Due: 11:59pm, July 2, 2020
You all should have R and RStudio installed on your computers by now. If you do not, first install the latest version of R here: https://cran.rstudio.com (remember to select the right installer for your operating system). Next, install the latest version of RStudio here: https://www.rstudio.com/products/rstudio/download/. Scroll down to the “Installers for Supported Platforms” section and find the right installer for your operating system.
You are required to use R Markdown to type up this lab report. If you do not already know how to use R markdown, here is a very basic R Markdown template: https://sta-360-602l-su20.github.io/Course-Website/labs/resources/LabReport.Rmd. Refer to the resources tab of the course website (here: https://sta-360-602l-su20.github.io/Course-Website/resources/ ) for links to help you learn how to use R markdown.
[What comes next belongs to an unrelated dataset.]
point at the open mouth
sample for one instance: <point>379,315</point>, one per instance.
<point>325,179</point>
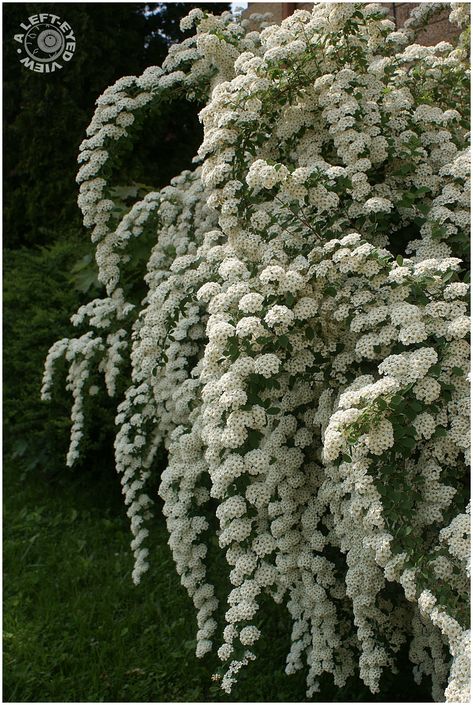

You MUST submit both your .Rmd and .pdf files to the course site on Gradescope here: https://www.gradescope.com/courses/141314//assignments. Make sure to knit to pdf and not html; ask the TA about knitting to pdf if you cannot figure it out. Be sure to submit under the right assignment entry.
You will need the following R packages. If you do not already have them installed, please do so first using the install.packages
function.
While you will be expected to be able to write your own samplers for homework assignments (for the most part), we will rely on stan a lot for the labs. We will look at writing sampling methods in stan later on, but for now, you will be provided with the stan scripts needed for inference and the code needed to grab posterior samples from stan objects. Your focus then should be on using those posterior samples to answer several kinds of questions. For this lab, you will need two stan files lab-02-pool.stan
and lab-02-nopool.stan
, which you can download here:
Download both and make sure to save them in the same folder as the R script or R markdown file you are working from.
Also, start browsing some of the references on programming with Stan to gain some familiarity with stan.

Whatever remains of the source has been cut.